She considered confirming this. What did it matter to this robotic man; this person who no emotions past anger and absence? Why she chose to leave was her affair and she found his question to be more of an accusation of distrust. "Well no love, I've made this decision far before just now. No, I simply cannot manage it. I live alone, work as one. I have only one job because of new regulations and my hours are hardly efficient- I simply cannot dream of being able to stay her any longer."

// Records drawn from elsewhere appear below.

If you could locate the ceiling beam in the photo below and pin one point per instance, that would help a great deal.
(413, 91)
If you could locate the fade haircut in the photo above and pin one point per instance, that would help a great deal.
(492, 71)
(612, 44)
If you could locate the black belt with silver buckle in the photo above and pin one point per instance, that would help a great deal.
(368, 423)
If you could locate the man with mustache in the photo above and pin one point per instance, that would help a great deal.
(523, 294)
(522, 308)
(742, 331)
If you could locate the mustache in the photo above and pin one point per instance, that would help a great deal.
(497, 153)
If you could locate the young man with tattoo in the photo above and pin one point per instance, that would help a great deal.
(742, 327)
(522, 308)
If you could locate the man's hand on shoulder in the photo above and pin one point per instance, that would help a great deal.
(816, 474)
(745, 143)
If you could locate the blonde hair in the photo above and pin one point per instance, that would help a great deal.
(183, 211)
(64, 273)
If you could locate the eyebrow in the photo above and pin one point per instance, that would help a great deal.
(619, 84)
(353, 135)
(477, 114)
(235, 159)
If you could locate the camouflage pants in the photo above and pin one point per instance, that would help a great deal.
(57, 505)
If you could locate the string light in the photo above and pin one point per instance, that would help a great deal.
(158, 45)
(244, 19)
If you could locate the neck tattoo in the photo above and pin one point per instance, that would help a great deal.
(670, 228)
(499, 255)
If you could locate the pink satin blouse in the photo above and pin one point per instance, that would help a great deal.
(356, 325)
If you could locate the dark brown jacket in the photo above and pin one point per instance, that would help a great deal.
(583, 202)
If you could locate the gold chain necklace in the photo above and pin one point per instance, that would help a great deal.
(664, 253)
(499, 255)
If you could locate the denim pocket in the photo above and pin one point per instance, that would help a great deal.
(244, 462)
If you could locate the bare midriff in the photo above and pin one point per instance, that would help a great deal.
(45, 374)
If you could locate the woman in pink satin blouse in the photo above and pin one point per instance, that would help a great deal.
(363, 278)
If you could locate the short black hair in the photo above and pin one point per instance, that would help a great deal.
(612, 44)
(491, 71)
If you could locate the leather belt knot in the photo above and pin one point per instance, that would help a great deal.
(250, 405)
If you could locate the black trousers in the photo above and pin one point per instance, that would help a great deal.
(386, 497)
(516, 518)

"You can't leave," he spat the words, his most prevalent emotion betraying him. Although veiled, it shone easily through his forced personality.

The corner of her lip twitched but not into a smile. It seemed to her that he was ignoring the situation which he was more than well aware of. "It's not that simple," she said, moving a strand of hair from in front of her eye. "I don't want to leave, you know."

"Then don't." He stood: an act of defiance to her words. In righting himself he had thrown a blanked of dominance over the small conversation. The veil had lifted fully from his anger but dropped again suddenly like a curtain on a broken rope. He took a new seat beside her and did not speak again for a long time.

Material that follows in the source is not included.